Die offizielle Regel
Wer mit Erfahrung auf dem deutschen Mietmarkt kommt, sollte diese für dieses eine Thema beiseitelegen, denn sie überträgt sich wirklich nicht. Deutschlands Mietpreisbremse ist eine relative Obergrenze: Eine neue Miete darf einen bestimmten Prozentsatz über dem lokalen Mietspiegel nicht überschreiten, einem Richtwert, der sich aus dem bereits gezahlten Mietniveau vergleichbarer Wohnungen in derselben Gegend ergibt. Das niederländische Woningwaarderingsstelsel (WWS), wörtlich das Wohnungsbewertungssystem, funktioniert nach der genau entgegengesetzten Logik. Es schaut nicht darauf, was die Nachbarn zahlen. Es bewertet die konkrete Wohnung vor Ihnen anhand einer festen nationalen Checkliste, und diese Punktesumme wird direkt in eine absolute gesetzliche Mietobergrenze in Euro umgerechnet, dieselbe Obergrenze, ob die Wohnung in Amsterdam-Zuid oder in einer Kleinstadt in Limburg liegt.
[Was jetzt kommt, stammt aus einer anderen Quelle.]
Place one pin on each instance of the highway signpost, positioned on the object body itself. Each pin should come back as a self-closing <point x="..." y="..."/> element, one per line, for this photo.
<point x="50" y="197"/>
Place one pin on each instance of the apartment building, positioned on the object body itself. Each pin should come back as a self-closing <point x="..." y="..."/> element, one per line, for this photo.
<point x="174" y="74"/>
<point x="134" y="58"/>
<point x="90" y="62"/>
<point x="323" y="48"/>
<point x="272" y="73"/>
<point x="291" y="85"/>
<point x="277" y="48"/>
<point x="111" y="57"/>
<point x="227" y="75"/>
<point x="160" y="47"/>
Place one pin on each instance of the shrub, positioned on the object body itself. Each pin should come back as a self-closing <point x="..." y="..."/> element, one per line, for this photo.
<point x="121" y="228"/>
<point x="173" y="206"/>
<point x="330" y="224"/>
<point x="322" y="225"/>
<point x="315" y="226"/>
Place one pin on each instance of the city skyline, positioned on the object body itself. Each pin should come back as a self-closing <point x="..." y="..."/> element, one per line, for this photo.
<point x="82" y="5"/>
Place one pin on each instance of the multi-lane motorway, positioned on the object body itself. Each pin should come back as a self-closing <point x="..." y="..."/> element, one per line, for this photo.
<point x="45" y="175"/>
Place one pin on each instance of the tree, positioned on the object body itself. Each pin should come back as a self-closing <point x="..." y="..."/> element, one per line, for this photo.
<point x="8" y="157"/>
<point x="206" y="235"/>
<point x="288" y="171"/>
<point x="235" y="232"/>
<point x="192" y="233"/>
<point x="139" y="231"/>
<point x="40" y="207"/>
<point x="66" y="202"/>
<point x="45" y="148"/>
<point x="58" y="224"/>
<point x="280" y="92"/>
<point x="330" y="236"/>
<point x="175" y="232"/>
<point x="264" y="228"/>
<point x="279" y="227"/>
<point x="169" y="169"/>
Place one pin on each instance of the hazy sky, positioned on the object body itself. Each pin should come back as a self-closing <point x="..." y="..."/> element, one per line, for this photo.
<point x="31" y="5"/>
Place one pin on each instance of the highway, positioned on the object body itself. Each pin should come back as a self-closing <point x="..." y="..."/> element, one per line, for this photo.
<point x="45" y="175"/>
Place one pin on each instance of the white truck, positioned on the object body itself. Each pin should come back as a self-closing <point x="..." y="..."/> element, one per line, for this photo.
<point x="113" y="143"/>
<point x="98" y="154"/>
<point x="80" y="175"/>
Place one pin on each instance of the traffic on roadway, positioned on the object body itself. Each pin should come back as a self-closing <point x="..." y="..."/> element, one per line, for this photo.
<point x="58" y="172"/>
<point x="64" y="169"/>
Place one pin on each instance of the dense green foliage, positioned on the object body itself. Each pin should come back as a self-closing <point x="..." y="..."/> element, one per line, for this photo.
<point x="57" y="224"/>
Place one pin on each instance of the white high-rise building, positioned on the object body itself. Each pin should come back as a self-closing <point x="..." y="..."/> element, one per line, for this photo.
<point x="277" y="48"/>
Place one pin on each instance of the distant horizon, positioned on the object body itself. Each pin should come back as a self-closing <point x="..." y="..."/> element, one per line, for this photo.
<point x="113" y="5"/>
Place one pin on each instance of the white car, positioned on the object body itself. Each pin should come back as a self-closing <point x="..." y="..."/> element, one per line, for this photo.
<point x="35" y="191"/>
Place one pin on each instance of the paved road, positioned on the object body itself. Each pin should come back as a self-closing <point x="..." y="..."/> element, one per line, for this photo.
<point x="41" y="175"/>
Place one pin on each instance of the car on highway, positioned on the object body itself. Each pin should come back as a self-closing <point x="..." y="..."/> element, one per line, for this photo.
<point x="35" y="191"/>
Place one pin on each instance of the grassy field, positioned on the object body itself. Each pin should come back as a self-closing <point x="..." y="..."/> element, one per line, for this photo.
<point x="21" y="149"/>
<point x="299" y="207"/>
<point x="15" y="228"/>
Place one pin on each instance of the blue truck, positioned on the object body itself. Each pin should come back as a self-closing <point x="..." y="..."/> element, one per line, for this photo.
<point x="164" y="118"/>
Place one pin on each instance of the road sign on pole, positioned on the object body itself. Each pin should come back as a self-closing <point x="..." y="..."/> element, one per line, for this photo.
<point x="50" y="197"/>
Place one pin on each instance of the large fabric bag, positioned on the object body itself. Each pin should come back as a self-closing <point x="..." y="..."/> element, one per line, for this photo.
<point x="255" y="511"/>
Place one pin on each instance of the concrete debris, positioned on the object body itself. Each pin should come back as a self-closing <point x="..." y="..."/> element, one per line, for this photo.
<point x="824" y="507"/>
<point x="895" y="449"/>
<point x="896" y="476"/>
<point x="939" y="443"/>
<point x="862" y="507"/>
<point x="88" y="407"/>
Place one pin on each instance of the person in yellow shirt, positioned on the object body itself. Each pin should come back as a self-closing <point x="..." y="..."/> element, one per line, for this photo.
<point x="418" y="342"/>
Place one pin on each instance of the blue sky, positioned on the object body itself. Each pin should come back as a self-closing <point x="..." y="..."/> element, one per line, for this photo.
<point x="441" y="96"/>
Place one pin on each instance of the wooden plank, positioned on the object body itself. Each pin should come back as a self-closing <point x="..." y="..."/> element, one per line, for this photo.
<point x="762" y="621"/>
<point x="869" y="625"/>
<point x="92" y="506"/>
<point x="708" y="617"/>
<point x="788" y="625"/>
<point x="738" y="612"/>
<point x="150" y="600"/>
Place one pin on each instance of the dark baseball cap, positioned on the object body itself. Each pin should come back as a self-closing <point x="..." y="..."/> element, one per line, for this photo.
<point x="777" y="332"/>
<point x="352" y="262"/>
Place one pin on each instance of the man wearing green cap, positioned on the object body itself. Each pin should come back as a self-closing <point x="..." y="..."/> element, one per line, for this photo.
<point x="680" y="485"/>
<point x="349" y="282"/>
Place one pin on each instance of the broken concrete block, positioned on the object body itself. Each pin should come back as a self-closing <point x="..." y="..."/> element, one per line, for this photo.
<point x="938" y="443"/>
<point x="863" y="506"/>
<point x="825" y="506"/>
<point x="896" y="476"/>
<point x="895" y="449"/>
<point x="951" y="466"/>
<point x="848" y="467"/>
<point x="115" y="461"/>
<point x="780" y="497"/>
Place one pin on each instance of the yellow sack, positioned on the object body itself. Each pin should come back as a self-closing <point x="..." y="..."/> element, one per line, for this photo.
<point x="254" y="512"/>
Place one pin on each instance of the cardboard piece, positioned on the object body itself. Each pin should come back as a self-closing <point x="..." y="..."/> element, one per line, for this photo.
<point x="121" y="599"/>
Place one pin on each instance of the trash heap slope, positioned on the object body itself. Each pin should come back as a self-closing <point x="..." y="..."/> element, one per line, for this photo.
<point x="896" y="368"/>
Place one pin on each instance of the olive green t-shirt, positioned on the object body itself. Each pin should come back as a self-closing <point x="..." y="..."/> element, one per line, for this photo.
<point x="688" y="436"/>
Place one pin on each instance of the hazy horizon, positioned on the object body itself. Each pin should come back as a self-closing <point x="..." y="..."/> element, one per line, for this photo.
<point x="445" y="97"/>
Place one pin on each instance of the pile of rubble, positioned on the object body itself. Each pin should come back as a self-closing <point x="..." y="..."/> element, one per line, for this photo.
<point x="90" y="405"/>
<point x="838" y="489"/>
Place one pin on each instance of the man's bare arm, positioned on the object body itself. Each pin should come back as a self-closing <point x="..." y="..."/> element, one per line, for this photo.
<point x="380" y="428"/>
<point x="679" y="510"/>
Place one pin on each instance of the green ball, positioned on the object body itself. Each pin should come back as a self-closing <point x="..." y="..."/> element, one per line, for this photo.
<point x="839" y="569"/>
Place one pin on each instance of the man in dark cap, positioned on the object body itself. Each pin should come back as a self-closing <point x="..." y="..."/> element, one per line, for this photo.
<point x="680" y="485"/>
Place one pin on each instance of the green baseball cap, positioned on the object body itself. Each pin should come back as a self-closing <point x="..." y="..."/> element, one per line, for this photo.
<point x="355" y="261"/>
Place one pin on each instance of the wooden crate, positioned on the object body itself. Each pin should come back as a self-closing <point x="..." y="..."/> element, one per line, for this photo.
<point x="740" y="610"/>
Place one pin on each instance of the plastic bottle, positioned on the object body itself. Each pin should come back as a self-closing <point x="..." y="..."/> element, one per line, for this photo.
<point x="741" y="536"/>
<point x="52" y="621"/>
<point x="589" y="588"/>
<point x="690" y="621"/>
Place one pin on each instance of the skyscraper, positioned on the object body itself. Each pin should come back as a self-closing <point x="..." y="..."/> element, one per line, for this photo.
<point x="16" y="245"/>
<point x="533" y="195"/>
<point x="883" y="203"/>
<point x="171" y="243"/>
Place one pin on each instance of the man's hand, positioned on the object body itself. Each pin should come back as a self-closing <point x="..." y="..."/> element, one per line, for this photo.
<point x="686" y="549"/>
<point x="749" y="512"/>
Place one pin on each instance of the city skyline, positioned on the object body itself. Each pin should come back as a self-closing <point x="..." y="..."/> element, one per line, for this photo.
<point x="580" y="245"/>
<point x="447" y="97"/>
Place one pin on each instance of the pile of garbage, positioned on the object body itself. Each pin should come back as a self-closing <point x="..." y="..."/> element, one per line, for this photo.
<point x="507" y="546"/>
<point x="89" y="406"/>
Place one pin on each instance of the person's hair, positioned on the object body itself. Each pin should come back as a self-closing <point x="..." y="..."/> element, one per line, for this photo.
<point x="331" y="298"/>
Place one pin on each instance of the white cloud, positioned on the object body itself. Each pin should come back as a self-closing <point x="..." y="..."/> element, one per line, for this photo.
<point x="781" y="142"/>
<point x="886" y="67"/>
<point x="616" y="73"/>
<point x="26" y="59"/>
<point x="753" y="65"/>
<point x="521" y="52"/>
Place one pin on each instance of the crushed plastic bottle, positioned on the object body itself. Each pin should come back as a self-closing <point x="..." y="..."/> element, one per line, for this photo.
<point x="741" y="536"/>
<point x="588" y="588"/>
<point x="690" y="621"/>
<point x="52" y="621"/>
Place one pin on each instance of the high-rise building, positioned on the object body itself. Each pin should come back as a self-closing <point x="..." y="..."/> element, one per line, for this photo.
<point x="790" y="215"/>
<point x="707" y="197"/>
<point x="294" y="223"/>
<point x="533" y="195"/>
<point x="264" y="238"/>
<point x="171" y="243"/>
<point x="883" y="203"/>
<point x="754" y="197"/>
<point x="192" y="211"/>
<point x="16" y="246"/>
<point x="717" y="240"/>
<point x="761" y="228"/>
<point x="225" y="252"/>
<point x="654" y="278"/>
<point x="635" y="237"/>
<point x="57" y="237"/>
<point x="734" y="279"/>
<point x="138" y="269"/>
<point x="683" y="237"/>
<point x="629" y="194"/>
Punkte sammeln sich laut der von Labelcert veröffentlichten Berechnungsübersicht über rund ein Dutzend Kategorien an: Grundfläche jedes Raums (etwa 1 Punkt pro Quadratmeter), sonstige nutzbare Fläche wie Abstellraum oder Garage (ein niedrigerer Satz pro Quadratmeter), beheizte Räume, Küchengröße und -ausstattung, sanitäre Einrichtungen (Toilette, Waschbecken, Dusche und Badewanne fügen jeweils eigene Punkte hinzu), Außenraum (privater Außenraum bringt mehr Punkte als gemeinsam genutzter, gar keiner zieht tatsächlich Punkte ab), gemeinschaftlich genutzte Gebäudeeinrichtungen, Parkplätze und eine Formel, die an einen Teil des amtlichen WOZ-Werts der Immobilie gekoppelt ist, gedeckelt, damit sie die Gesamtpunktzahl nicht allein dominieren kann. Auch das Energielabel einer Wohnung wirkt sich spürbar auf die Punktzahl aus, bessere Labels bringen Punkte, die schwächsten ziehen welche ab, ein Hebel, den es im deutschen System in dieser Form gar nicht gibt, dort fließt Energieeffizienz überhaupt nicht in die Mietpreisbremsen-Berechnung ein.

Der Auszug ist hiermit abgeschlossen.